A friend and I once came up with the idea that parents can tell how mean they've been to their kids recently by using the 'SPILT DRINK TEST'.
In essence, the 'SPILT DRINK TEST' is revealed by assessing your children's response to knocking a cup of drink over in the lounge. Responses can be graded on a scale of good, ok or REALLY bad.
If the children ignore the spilt drink, don't bother telling you and carry on watching the DVD while cheerfully sitting in the puddle of liquid then you know you've been far too lax in the parenting department recently. Not exactly good, but not bad either.
If they promptly get up, get a cloth, clean up and THEN make a casual remark about it to you an hour or so later, then you're probably doing a pretty good job of parenting. Just don't brag about it to much to other parents because they will probably never speak to you again.
If, on the other hand, following a spilt drink occurence, the house suddenly becomes so quiet you can hear the rat in the garden tunnelling under your new compost bin then all is not well. On investigation (ie opening the lounge door) the worst response you can expect is a pale face looking up at you which promptly burst into tears and apologises profusely in a hysterical terrified sort of way. Then you know you've been REALLY MEAN to your kids for quite some time.
Well, let's just say that on the Spilt Drink Test we are so close to the hysterical apologetic teary face that I daren't even let my kids have drinks in the lounge for fear of what proof a spilt drink might provide about my recent tyrannical parenting.
But ON THE POSITIVE SIDE, apparently England, or more particularly Lincolnshire, had an earthquake at 1am this morning. http://news.bbc.co.uk/1/hi/england/7266136.stm
OH JOY!
Not that we noticed.
Like most of the faintly exciting things that happen in England (so few I can't think of any other ones at all) we missed it.

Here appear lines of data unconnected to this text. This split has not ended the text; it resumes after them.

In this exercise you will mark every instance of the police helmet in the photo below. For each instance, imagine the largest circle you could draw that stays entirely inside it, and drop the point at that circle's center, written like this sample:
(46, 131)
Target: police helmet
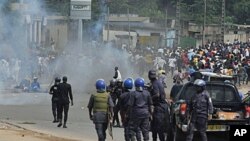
(65, 79)
(200, 82)
(152, 74)
(57, 79)
(112, 83)
(139, 82)
(128, 83)
(100, 85)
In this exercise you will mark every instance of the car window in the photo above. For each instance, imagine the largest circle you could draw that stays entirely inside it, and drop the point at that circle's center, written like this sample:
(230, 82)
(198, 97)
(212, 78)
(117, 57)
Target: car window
(219, 93)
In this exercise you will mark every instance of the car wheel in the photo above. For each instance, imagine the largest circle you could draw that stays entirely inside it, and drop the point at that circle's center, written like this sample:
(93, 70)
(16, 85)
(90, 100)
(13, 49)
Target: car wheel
(179, 135)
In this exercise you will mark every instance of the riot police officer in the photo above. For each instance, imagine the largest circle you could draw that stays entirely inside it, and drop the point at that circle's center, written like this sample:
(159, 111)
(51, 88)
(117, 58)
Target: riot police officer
(65, 97)
(55, 93)
(124, 100)
(116, 100)
(201, 109)
(140, 108)
(100, 105)
(160, 123)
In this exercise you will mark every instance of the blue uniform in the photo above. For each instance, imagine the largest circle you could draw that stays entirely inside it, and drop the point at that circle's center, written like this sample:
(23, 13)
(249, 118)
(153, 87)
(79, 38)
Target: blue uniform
(124, 101)
(161, 118)
(200, 107)
(100, 118)
(140, 103)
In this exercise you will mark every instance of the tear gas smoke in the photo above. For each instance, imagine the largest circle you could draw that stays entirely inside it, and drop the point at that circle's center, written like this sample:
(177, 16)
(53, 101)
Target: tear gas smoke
(82, 65)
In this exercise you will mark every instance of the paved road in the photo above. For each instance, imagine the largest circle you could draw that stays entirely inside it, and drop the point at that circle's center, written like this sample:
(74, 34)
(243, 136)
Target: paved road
(33, 111)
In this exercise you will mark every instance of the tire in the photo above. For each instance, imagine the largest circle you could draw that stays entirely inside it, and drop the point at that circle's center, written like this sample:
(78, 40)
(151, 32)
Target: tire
(178, 135)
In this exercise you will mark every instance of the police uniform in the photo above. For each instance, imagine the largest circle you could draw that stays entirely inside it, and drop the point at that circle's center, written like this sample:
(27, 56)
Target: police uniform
(160, 122)
(65, 97)
(55, 98)
(200, 107)
(124, 101)
(116, 100)
(99, 104)
(140, 103)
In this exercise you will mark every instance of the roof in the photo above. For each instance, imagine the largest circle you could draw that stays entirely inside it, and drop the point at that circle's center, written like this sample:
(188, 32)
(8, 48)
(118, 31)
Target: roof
(125, 19)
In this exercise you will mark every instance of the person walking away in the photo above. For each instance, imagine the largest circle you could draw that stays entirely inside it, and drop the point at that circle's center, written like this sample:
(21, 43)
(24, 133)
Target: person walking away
(116, 100)
(117, 75)
(100, 105)
(161, 117)
(35, 85)
(175, 89)
(140, 111)
(54, 91)
(201, 109)
(64, 96)
(124, 101)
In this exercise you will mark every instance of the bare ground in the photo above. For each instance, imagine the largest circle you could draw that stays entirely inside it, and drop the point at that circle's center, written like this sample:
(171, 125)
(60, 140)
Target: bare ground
(10, 132)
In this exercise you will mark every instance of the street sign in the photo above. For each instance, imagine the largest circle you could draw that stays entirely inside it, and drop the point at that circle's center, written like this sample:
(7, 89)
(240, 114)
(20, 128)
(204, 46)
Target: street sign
(80, 9)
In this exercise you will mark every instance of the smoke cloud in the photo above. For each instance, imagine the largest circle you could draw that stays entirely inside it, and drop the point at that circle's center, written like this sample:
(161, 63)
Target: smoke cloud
(83, 65)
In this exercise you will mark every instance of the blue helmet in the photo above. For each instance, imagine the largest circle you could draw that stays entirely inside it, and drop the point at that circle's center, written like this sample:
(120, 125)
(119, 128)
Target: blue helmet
(128, 83)
(100, 84)
(139, 82)
(200, 82)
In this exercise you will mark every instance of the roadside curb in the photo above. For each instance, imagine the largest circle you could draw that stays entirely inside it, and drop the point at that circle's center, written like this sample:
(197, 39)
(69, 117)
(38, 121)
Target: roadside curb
(36, 132)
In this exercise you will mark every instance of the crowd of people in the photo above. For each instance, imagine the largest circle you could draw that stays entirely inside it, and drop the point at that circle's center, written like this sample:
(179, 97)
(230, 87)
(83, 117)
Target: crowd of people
(141, 110)
(228, 58)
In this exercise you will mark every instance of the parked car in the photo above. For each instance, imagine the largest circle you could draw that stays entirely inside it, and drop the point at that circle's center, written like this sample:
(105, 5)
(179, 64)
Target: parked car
(229, 109)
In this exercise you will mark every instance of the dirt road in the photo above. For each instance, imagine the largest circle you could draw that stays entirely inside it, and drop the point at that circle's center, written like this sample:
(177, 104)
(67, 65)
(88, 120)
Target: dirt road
(12, 133)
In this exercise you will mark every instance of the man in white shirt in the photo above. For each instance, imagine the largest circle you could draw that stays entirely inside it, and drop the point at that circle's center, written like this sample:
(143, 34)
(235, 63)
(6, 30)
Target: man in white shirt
(117, 75)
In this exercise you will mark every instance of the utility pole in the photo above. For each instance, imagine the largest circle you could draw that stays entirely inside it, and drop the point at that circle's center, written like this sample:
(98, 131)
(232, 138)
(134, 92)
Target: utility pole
(129, 42)
(223, 13)
(204, 23)
(108, 26)
(177, 23)
(166, 27)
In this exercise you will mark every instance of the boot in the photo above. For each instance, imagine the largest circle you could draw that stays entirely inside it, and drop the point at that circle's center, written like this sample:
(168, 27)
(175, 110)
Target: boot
(60, 123)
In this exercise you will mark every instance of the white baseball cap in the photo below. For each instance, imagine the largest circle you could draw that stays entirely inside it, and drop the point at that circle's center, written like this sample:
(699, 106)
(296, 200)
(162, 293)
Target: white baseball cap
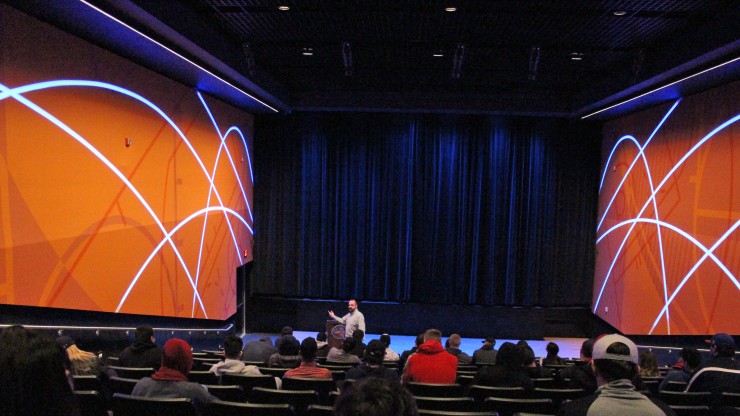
(604, 341)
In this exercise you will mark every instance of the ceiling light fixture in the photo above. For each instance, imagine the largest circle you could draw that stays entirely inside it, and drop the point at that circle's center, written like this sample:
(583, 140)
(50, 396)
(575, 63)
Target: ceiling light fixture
(534, 62)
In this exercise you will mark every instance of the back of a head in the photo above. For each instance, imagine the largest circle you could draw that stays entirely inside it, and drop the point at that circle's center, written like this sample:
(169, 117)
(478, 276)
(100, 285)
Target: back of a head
(691, 357)
(308, 349)
(454, 341)
(509, 356)
(349, 344)
(232, 347)
(434, 334)
(288, 345)
(177, 355)
(375, 396)
(33, 371)
(615, 357)
(144, 333)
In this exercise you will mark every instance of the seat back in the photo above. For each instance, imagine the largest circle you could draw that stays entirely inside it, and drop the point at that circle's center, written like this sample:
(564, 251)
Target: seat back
(455, 404)
(232, 393)
(91, 403)
(203, 377)
(247, 382)
(558, 396)
(321, 386)
(86, 382)
(300, 399)
(480, 393)
(508, 406)
(682, 398)
(224, 408)
(126, 405)
(132, 372)
(435, 390)
(121, 385)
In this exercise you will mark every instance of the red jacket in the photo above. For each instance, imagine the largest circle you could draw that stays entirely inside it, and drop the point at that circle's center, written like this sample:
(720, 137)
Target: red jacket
(431, 364)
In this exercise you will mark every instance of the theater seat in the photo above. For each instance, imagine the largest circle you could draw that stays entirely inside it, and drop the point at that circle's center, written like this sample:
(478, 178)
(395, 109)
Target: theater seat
(125, 405)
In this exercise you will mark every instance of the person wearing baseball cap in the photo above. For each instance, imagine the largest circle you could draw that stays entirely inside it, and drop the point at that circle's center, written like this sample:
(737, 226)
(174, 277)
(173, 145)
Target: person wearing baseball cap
(722, 371)
(372, 364)
(615, 363)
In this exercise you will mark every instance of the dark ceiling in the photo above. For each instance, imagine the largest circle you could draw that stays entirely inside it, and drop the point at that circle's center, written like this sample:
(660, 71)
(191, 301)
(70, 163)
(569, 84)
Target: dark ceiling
(512, 56)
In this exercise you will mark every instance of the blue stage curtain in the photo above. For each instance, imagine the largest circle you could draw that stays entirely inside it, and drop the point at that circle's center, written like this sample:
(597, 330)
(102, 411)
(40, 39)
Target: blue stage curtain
(468, 210)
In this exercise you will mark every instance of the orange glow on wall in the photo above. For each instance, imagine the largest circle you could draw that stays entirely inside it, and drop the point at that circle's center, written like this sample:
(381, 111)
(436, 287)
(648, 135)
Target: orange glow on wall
(120, 190)
(668, 239)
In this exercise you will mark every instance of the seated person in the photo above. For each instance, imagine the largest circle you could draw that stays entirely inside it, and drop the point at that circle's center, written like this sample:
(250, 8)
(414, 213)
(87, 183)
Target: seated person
(372, 365)
(343, 355)
(171, 380)
(507, 371)
(287, 355)
(308, 368)
(232, 362)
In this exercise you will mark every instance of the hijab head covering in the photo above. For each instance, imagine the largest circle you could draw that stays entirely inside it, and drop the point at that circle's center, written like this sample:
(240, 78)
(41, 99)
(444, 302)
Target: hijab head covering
(177, 357)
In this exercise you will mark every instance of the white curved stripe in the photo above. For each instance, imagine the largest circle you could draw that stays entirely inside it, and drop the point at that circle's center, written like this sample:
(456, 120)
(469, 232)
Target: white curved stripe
(109, 164)
(168, 236)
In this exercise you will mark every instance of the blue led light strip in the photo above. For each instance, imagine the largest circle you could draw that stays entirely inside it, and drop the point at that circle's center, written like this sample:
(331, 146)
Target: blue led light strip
(115, 19)
(660, 88)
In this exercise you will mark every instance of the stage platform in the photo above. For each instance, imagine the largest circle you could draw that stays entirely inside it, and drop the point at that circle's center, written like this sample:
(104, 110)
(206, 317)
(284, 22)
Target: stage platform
(569, 347)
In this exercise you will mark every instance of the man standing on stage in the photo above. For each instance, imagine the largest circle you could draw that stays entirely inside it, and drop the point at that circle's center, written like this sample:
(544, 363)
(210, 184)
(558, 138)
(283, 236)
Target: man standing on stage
(352, 321)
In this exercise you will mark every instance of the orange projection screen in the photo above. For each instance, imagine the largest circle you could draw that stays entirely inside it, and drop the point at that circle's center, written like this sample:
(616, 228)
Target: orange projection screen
(120, 190)
(668, 237)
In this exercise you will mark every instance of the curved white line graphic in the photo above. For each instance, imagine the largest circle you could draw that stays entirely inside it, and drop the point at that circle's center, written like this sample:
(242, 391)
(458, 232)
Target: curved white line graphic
(16, 93)
(657, 222)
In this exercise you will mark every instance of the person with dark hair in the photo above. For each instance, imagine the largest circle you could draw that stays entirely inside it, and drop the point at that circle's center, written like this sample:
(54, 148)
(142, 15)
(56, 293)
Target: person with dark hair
(390, 355)
(81, 362)
(453, 348)
(287, 355)
(353, 321)
(485, 354)
(34, 378)
(580, 375)
(322, 345)
(406, 354)
(143, 353)
(615, 363)
(721, 372)
(232, 362)
(259, 350)
(344, 354)
(688, 360)
(552, 357)
(308, 368)
(530, 365)
(372, 365)
(507, 371)
(171, 380)
(375, 396)
(431, 363)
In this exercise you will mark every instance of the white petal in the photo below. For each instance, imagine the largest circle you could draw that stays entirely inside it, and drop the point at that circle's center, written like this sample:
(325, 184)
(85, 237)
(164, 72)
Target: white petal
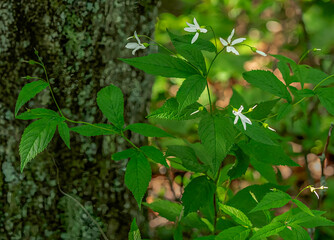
(234, 51)
(223, 42)
(195, 23)
(261, 53)
(137, 37)
(236, 119)
(230, 37)
(195, 38)
(190, 29)
(131, 45)
(238, 40)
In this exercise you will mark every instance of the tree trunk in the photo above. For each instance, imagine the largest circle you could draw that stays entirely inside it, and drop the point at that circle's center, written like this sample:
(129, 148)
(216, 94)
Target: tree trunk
(79, 42)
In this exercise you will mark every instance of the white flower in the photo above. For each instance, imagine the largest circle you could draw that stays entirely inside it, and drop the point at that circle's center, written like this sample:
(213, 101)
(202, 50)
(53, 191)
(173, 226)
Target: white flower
(229, 45)
(135, 46)
(243, 118)
(261, 53)
(194, 28)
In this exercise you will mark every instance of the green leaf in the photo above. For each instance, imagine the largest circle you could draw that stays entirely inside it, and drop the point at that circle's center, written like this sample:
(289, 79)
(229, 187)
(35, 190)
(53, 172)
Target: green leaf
(265, 169)
(162, 65)
(217, 135)
(240, 166)
(64, 133)
(268, 230)
(170, 111)
(95, 129)
(271, 200)
(326, 98)
(267, 81)
(256, 132)
(155, 154)
(128, 153)
(233, 233)
(189, 52)
(184, 42)
(37, 113)
(283, 110)
(110, 101)
(147, 130)
(187, 156)
(302, 207)
(263, 109)
(134, 233)
(197, 194)
(167, 209)
(35, 139)
(274, 155)
(28, 92)
(137, 176)
(237, 215)
(295, 232)
(190, 90)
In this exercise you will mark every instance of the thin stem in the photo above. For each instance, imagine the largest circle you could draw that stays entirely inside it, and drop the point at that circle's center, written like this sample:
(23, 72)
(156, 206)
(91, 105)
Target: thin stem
(78, 203)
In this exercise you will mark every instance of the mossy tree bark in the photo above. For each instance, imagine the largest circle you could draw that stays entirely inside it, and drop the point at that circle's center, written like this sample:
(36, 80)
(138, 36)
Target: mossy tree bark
(79, 42)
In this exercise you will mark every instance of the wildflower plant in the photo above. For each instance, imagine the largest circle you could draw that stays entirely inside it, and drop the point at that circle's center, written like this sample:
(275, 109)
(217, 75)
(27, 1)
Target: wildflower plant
(223, 133)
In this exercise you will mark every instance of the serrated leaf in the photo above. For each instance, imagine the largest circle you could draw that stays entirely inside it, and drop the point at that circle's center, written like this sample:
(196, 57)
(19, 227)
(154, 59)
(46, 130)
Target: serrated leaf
(326, 97)
(35, 139)
(187, 156)
(64, 133)
(263, 109)
(295, 232)
(162, 65)
(190, 90)
(147, 130)
(268, 230)
(167, 209)
(170, 111)
(267, 81)
(237, 215)
(95, 129)
(274, 155)
(134, 233)
(265, 169)
(283, 110)
(28, 92)
(240, 166)
(271, 200)
(137, 176)
(155, 154)
(111, 103)
(197, 194)
(302, 207)
(233, 233)
(217, 135)
(128, 153)
(37, 113)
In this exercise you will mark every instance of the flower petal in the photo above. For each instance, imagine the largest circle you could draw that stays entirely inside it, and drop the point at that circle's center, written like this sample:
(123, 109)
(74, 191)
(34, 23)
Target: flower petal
(190, 29)
(195, 38)
(238, 40)
(223, 42)
(230, 37)
(232, 49)
(131, 45)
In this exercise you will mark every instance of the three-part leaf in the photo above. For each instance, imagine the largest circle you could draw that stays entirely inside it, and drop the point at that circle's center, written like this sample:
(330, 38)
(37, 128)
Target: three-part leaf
(28, 92)
(137, 176)
(35, 139)
(110, 101)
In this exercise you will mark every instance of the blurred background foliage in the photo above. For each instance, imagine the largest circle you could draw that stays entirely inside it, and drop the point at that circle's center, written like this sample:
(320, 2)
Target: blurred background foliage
(284, 27)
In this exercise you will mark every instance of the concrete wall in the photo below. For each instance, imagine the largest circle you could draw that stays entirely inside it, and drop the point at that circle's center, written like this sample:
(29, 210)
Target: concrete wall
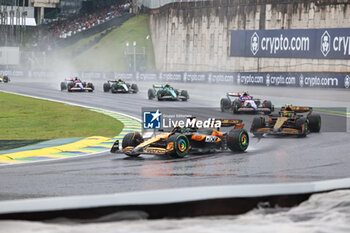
(196, 36)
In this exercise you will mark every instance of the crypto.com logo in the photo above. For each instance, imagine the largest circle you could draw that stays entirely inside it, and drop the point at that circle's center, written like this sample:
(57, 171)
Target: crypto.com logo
(325, 43)
(254, 43)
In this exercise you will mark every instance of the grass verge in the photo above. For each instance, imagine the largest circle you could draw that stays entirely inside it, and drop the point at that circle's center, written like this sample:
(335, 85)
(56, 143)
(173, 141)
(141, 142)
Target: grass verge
(24, 118)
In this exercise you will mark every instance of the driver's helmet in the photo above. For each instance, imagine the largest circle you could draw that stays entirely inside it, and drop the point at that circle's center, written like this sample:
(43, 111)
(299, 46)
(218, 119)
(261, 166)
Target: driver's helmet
(288, 107)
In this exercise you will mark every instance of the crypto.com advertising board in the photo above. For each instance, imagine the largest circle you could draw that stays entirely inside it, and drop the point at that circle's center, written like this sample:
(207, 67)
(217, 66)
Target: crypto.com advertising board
(328, 43)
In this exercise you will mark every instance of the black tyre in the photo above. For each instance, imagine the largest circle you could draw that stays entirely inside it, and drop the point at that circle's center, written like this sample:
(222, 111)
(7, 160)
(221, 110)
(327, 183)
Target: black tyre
(134, 88)
(150, 94)
(302, 125)
(225, 104)
(238, 140)
(114, 88)
(268, 104)
(63, 86)
(5, 79)
(315, 123)
(106, 87)
(132, 139)
(181, 145)
(70, 86)
(91, 86)
(258, 123)
(159, 96)
(185, 94)
(236, 105)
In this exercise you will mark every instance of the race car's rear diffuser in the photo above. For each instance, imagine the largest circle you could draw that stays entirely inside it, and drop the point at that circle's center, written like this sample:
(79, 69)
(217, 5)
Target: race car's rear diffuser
(170, 203)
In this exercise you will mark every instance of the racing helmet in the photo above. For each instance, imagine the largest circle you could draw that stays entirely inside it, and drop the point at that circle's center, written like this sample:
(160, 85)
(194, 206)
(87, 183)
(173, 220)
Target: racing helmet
(288, 107)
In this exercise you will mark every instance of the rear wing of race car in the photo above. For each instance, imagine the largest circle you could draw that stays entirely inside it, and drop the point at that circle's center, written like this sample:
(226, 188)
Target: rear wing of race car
(298, 109)
(158, 85)
(231, 122)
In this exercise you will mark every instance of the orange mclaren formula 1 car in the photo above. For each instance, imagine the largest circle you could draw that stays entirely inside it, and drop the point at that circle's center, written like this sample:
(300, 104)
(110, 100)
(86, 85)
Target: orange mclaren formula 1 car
(182, 141)
(289, 121)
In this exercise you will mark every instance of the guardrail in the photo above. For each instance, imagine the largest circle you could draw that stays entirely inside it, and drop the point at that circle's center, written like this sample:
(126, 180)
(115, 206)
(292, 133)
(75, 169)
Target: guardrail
(154, 4)
(301, 80)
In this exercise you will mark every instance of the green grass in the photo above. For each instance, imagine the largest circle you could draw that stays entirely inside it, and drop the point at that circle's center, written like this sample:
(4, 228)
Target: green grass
(24, 118)
(108, 54)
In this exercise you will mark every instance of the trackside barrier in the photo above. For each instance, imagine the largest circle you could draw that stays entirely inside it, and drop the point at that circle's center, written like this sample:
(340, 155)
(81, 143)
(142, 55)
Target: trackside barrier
(302, 80)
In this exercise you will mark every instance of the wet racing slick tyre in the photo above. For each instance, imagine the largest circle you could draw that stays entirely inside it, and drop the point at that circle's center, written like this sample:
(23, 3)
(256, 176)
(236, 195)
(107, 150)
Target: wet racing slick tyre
(70, 86)
(91, 86)
(224, 104)
(268, 104)
(302, 125)
(114, 88)
(181, 145)
(150, 94)
(315, 123)
(63, 86)
(236, 105)
(237, 140)
(106, 87)
(134, 88)
(5, 79)
(258, 123)
(185, 94)
(132, 139)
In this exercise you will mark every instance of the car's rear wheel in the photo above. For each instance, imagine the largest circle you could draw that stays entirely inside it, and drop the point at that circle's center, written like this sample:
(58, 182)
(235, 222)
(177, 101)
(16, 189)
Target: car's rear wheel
(134, 88)
(90, 85)
(185, 94)
(181, 145)
(302, 125)
(258, 123)
(132, 139)
(150, 94)
(224, 104)
(268, 104)
(114, 88)
(106, 87)
(5, 79)
(236, 106)
(63, 86)
(70, 86)
(315, 123)
(237, 140)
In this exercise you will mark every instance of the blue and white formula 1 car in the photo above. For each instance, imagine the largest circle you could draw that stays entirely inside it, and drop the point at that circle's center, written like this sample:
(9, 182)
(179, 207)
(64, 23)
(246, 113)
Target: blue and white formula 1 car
(245, 103)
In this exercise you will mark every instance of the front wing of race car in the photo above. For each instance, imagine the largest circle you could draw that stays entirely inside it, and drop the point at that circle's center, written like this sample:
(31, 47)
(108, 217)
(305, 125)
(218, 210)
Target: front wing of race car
(81, 89)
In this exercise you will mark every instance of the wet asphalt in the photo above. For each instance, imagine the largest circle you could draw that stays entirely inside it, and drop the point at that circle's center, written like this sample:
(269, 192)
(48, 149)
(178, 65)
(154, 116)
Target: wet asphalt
(268, 160)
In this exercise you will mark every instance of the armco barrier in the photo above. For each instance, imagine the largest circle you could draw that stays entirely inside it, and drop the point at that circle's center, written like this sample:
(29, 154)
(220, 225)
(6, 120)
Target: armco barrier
(302, 80)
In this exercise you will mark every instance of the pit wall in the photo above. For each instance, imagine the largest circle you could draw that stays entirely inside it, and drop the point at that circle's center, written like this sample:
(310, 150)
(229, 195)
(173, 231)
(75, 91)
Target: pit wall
(196, 36)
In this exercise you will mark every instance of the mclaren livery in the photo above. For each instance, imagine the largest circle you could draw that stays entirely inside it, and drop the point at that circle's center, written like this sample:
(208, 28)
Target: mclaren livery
(119, 86)
(166, 92)
(289, 121)
(76, 85)
(244, 103)
(182, 141)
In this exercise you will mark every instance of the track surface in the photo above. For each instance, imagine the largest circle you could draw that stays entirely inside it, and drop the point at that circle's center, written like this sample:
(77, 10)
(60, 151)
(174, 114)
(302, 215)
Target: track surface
(269, 160)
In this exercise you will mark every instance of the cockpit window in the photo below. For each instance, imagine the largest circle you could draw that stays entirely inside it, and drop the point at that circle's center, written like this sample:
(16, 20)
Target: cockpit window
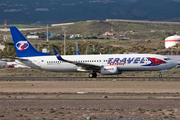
(167, 59)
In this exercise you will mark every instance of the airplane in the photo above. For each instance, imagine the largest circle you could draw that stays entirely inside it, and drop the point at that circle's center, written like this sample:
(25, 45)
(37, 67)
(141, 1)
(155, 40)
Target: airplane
(3, 64)
(105, 64)
(77, 51)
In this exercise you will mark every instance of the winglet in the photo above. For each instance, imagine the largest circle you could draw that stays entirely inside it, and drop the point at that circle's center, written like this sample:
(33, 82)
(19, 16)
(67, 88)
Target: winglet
(57, 55)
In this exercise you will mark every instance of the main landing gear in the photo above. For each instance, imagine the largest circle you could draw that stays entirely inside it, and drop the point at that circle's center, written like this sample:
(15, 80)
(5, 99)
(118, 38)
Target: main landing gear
(160, 75)
(92, 75)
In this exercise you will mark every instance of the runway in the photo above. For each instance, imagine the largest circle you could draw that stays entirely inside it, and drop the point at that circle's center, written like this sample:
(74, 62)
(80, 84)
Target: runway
(90, 79)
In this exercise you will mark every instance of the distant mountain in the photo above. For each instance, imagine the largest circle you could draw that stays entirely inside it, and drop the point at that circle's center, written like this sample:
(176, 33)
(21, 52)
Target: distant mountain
(59, 11)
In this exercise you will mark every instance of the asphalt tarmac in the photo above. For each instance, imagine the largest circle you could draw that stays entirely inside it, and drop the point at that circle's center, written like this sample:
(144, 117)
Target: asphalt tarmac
(89, 79)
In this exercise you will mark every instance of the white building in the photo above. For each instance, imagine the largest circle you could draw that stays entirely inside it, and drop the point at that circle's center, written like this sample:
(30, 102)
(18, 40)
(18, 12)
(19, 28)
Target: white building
(172, 40)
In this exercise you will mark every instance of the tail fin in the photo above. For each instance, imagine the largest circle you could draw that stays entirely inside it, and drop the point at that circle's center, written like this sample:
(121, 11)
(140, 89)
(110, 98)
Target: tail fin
(77, 51)
(23, 46)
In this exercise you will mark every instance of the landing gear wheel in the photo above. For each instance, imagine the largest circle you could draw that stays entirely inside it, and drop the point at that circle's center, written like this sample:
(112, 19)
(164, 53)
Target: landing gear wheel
(92, 75)
(160, 75)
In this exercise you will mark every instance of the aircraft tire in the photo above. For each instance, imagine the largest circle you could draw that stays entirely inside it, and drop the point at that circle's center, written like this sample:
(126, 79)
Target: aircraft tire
(91, 75)
(160, 75)
(94, 75)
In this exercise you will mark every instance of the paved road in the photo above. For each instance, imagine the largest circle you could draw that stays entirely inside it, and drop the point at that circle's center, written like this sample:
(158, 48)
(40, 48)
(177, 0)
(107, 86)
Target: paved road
(89, 79)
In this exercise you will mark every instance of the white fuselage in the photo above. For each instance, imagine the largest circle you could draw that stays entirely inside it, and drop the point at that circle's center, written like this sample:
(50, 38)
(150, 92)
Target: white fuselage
(124, 62)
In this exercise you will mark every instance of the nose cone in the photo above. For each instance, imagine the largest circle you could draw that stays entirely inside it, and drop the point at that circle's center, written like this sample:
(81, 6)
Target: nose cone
(174, 63)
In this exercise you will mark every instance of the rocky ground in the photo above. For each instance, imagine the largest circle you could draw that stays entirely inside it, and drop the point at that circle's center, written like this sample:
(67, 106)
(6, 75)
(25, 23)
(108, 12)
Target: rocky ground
(45, 100)
(96, 109)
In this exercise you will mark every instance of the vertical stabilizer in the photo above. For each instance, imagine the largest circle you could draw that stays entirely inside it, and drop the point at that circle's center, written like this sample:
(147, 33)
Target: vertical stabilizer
(23, 46)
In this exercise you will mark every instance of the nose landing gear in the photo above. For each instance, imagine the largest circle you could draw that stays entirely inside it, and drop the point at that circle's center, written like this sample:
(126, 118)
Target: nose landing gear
(160, 75)
(92, 75)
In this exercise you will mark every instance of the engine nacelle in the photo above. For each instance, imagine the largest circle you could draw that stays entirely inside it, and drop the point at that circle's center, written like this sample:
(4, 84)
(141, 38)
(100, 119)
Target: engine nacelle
(110, 70)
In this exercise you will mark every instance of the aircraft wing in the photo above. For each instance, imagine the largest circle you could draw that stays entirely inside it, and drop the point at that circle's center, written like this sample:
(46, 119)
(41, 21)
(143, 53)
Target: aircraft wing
(15, 58)
(83, 65)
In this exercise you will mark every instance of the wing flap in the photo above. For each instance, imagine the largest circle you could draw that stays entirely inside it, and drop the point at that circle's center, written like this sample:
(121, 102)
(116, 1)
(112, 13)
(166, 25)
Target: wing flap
(86, 66)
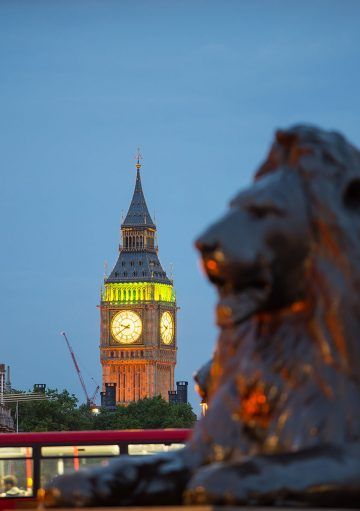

Slept through it. Bit of a bummer really, but hey, ho.
I did have some faint (desperate) hope that the shaking that we apparently experienced might have worked some magic on the DVD recorder which is doing a very good impression of a useless box of wires at the moment. As if I haven't got enough to contend with with picky children who like an excuse to moan about everything. Now I have a piece of technology with a similar temperament. It's not as if I'm asking for alot. ALL it has to do is:
(1) play DVDs - i.e. all of them, not just a select few that it deems are boring enough to be worth waving its little laser finger over, and NOT by spinning them so hard it sounds like our old lethal twin tub on its manic fast spin.
(2) record onto it's hard disc the programmes I want to record. Yes SOUND would be helpful as I'm not a professional lipreader. And no, I do not want a very long recording of the precise actions of a small child looking up and down through the freeview channel listings before settling on an episode of Top Gear.
and then
(3) allow me to copy the programmes I want to save onto a DVD. Yes, preferably ANY of the 40 or so I have spent a fortune buying in a desperate attempt to get the damned thing to work.
Whoever said that technology was here to make our lives easier? Perhaps they should be given the punishment of trying to make the DVD player work while cooking dinner, fending off a small ravenous puppy determined to stick its head in the burning hot oven, and putting up with the smell of rotting Giant African Land Snails, which have made the dining room a no-go area. He obviously wasn't a woman OR a home educator.